- IATA: LRA; ICAO: LGLR;

Summary
- Airport type: Public/Military
- Location: Larissa
- Built: 1912
- In use: Hellenic Air Force
- Occupants: 110th Combat Wing
- Elevation AMSL: 207 ft (63 m)
- Coordinates: 39°38′56.76″N 22°27′55.63″E﻿ / ﻿39.6491000°N 22.4654528°E
- Interactive map of Larissa State Airport "Thessaly"

Runways
| Direction | Length |  | Surface |
| ft | m |
| 08/26 | 9,711 | 2,960 | Asphalt |
| 08R/26L | 9,711 | 2,960 | Asphalt |
- Commercial use of the airport until 1997

= Larissa National Airport =

Larissa State Airport "Thessaly" (Κρατικός Αερολιμένας Λάρισσας "Θεσσαλία") was built in 1912. It was the commercial airport of Larissa until 1997 when it closed for civilian traffic. Currently the airport is being used only by military aircraft of the Hellenic Air Force, whose 110th Combat Wing (110 Πτέρυγα Μάχης, 110 ΠΜ) is stationed there. The runways do not have an ILS.
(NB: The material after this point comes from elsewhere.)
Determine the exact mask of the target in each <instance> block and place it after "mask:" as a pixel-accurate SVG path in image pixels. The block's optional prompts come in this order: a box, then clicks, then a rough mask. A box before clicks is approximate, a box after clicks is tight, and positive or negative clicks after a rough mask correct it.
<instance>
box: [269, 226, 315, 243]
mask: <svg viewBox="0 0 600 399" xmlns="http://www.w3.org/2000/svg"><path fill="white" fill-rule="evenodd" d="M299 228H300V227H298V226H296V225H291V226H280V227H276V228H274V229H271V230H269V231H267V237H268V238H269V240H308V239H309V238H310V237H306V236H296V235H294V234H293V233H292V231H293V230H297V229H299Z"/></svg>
== Location of the airport ==
The airport is very close to the city and to the suburban railway line to Thessaloniki (3 km).

==USAF==
In May 2018, it was announced that US Air Force (USAF) MQ-9 Reaper drones were temporarily based at Larissa while their usual base in Africa was being updated, according to a Pentagon spokesman, Eric Pahon. Although he declined to say which base was the normal site for MQ-9s, it is known that the USAF has been expanding facilities for MQ-9s at Nigerien Air Base 201 (Agadez) in Niger. US assistant secretary of state for European and Eurasian affairs A. Wess Mitchell also discussed the possibility of relocating a significant portion of US military assets to the premises.